Ruhum daralmış, içime ateşler düşmüştü..

Blueberry kovboy ama filmde tek bir akla yakın sahne yok.. Tamamı metafizik boyutlarda bir konu..

O filmin etkisinden kurtulmak için gitmediğim hoca, cinci kalmadı.. Sadettin Teksoy'dan bile telefon mesajı ile yardım istedik..

***

Bu "The New World" filmi ondan da beter..

Blueberry filminde hiç değilse aksiyon vardı.. O hasmını vuruyor.. Hasmının kankası bunun arkadaşının kafasını balta ile yarıyor.. Kaçmaca, kovalamaca.. Vampir, yarasa adam vs.

Bu film ise en sert aksiyon sahnelerini bile sabah programlarında canlı yayınlanan "altın günlerine" çevirmiş..

Mıy mıy mıy bir akış..

Yönetmen haplı..
Araştırmacı gazeteci olduğumdan filmin yönetmenini soruşturdum.. Terence Malick diye bir isim çıktı karşıma.. The Thin Red Line filmini yapan şahıs..

Teksas doğumlu bir Amerikalı..

Ama belli ki fikrinin bir yerlerinde Fransızlık var..

Sen tut, Amerika kıtasına yeni ayak basan üç gemi dolusu İngiliz ile Powhatan kabilesini karşı karşıya getir.. İşin içinde toprak kavgasından, karı meselesine kadar her türlü fıştırık konu olsun..

Sonra ortaya böyle bir mıymıntı film çıksın..

Bunların bir de "aktüel kamera" derdi var.. Normal kamera ile film çekmek yönetmen kısmında delikanlılığı bozduğundan aktüel kamerayı yüklüyorlar adamın sırtına..

Artist kısmı rol yaparken o sırtında kamera oradan oraya seyirtiyor.. Haliyle kamera zıp zıp zıplıyor.. Görüntü de sizin önünüze tavada zıplayan canlı balık hissiyatıyla geliyor..

Niye?

Çünkü üç beş kafası haplı sinemacı "Ben normal kamerayla çekilen filmlerden sıkıldım.. Yenilik yapalım.." dediği için..

***

Bir kere yönetmen Terence Malick kendi çektiği filme ilgisini kaybetmiş..

Olay akıp giderken bir bakıyorsunuz kamera dikilmiş.. Yerden yukarı tırmanmış, ulu ağaçların tepesindeki yaprakları gösteriyor..

Bir doğa belgeselinde bile bu kadar çok ağaç, bitki, çalı göstermemişlerdir..
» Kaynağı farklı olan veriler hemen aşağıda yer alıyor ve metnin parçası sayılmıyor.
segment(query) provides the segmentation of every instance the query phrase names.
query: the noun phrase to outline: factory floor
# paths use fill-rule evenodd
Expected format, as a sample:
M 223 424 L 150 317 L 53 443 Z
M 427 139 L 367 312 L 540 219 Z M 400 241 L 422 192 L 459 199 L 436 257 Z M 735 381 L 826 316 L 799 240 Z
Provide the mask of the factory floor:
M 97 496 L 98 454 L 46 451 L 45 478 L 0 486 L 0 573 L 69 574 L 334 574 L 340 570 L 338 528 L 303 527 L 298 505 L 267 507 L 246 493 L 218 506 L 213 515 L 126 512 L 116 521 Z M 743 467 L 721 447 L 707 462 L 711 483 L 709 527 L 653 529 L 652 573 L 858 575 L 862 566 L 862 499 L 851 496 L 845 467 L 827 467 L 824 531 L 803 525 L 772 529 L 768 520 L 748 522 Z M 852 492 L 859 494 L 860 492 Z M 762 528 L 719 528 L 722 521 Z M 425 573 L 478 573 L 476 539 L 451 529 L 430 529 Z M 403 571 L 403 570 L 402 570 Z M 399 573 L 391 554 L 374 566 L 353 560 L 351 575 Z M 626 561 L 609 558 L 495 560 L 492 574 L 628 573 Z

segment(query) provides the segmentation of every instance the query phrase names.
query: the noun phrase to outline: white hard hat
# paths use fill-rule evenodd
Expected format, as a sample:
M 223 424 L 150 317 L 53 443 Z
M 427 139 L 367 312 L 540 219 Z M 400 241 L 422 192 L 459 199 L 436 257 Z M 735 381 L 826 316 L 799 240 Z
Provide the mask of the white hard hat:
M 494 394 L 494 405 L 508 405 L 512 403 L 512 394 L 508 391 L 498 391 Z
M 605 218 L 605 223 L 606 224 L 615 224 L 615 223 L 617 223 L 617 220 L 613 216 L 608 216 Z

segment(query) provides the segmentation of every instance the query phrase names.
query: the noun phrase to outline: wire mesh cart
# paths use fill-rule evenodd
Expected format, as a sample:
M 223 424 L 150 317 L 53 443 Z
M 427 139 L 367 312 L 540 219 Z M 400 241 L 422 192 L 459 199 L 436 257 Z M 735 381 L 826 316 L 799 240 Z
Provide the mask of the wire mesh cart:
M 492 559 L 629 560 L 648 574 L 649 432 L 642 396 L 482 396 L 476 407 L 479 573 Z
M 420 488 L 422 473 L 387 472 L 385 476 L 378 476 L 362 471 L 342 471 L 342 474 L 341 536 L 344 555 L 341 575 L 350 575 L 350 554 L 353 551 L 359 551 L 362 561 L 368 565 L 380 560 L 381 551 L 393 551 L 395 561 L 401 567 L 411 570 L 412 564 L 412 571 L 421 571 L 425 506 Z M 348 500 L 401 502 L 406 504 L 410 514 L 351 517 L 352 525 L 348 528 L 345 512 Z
Nedir derdi? Ormanlar yok oluyor, mesajı mı vermek istiyor.. Yoksa Amerika Orman Bakanlığı filme sponsor oldu da mecburiyetten mi böyle yapıyor anlayamadım..

Kafa bulut gibi
Ben kendi kendime bir sonuç çıkardım..

Tahminim o ki.. Terence Malick nam yönetmen sete zil zurna sarhoş, bir o kadar da haplanmış olarak, hatta günahını almayayım ama tiner koklamış halde geliyor..

Kafa bulut gibi..

Konuşacak hâli kalmamış.. Motor komutu ile sahneyi başlatıyor.. Sonra dalıp gidiyor.. Arada bir kaldırıp kafayı ağaçların tepesine bakıyor.. Yönetmenden talimat alamayan kameraman da "Ne var lan bu ağaçların tepesinde.." deyip kafayı yukarı dikiyor..
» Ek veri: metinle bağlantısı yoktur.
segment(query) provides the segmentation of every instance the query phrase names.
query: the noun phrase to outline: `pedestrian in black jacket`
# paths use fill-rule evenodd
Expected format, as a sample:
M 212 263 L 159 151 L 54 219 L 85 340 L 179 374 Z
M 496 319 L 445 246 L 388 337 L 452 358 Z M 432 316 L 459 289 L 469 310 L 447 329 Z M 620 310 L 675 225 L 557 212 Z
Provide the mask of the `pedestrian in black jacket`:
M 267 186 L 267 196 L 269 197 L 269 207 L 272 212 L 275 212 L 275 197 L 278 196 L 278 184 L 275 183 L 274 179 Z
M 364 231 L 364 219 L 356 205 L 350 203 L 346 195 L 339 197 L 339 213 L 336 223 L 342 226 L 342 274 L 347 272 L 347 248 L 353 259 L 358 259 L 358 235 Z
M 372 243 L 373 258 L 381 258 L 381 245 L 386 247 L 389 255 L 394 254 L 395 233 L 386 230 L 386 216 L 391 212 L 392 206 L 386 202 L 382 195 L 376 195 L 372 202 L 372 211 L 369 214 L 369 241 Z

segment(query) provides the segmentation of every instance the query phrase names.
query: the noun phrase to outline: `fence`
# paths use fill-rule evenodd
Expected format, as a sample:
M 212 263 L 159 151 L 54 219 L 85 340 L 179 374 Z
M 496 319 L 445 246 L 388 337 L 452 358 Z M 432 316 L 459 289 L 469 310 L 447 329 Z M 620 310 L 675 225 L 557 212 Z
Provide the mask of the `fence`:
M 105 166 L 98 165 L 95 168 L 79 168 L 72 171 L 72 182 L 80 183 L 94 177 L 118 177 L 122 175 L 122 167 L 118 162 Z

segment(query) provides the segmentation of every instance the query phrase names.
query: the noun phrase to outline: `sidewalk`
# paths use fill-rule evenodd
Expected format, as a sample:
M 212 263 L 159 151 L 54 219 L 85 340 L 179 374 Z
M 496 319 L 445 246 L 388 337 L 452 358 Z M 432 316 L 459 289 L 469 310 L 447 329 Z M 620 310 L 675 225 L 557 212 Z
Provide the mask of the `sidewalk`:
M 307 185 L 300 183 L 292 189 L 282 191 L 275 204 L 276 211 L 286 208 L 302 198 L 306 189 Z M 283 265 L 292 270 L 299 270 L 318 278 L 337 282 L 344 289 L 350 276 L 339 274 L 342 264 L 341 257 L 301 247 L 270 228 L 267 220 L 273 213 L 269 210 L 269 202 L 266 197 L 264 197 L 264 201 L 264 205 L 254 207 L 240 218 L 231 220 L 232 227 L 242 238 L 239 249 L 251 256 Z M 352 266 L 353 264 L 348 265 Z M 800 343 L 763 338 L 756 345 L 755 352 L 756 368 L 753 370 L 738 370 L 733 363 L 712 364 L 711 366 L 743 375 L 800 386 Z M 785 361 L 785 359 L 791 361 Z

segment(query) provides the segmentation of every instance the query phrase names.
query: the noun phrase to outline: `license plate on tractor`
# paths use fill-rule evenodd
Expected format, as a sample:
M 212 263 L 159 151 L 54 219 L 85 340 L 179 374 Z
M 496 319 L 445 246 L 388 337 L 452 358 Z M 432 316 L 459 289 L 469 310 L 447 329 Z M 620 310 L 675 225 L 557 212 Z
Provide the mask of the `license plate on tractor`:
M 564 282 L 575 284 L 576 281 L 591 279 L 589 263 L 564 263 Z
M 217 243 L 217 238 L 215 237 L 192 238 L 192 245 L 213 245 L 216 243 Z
Aktüel kamera kullandığından omuzundaki kamera da yukarı dikilince bol bol ağaç tepesi sahnesi çekilmiş oluyor..

Filmin maliyeti yüksek.. Bunları kesip atmaya kıyamadıklarından montaj aşamasında filmin içine yediriyorlar..

***

Eğer entel dantel sinema esnafının ileri gelenleri toplaşsa ve "Öyle bir western filmi çekelim ki seyreden bu sinema türünden nefret etsin.. Bundan böyle kimse western veya vahşi batı temalı film çekmeye cesaret edemesin.." deyip aralarında kavli karar etseler, bundan daha iyi sonuç alamazlardı..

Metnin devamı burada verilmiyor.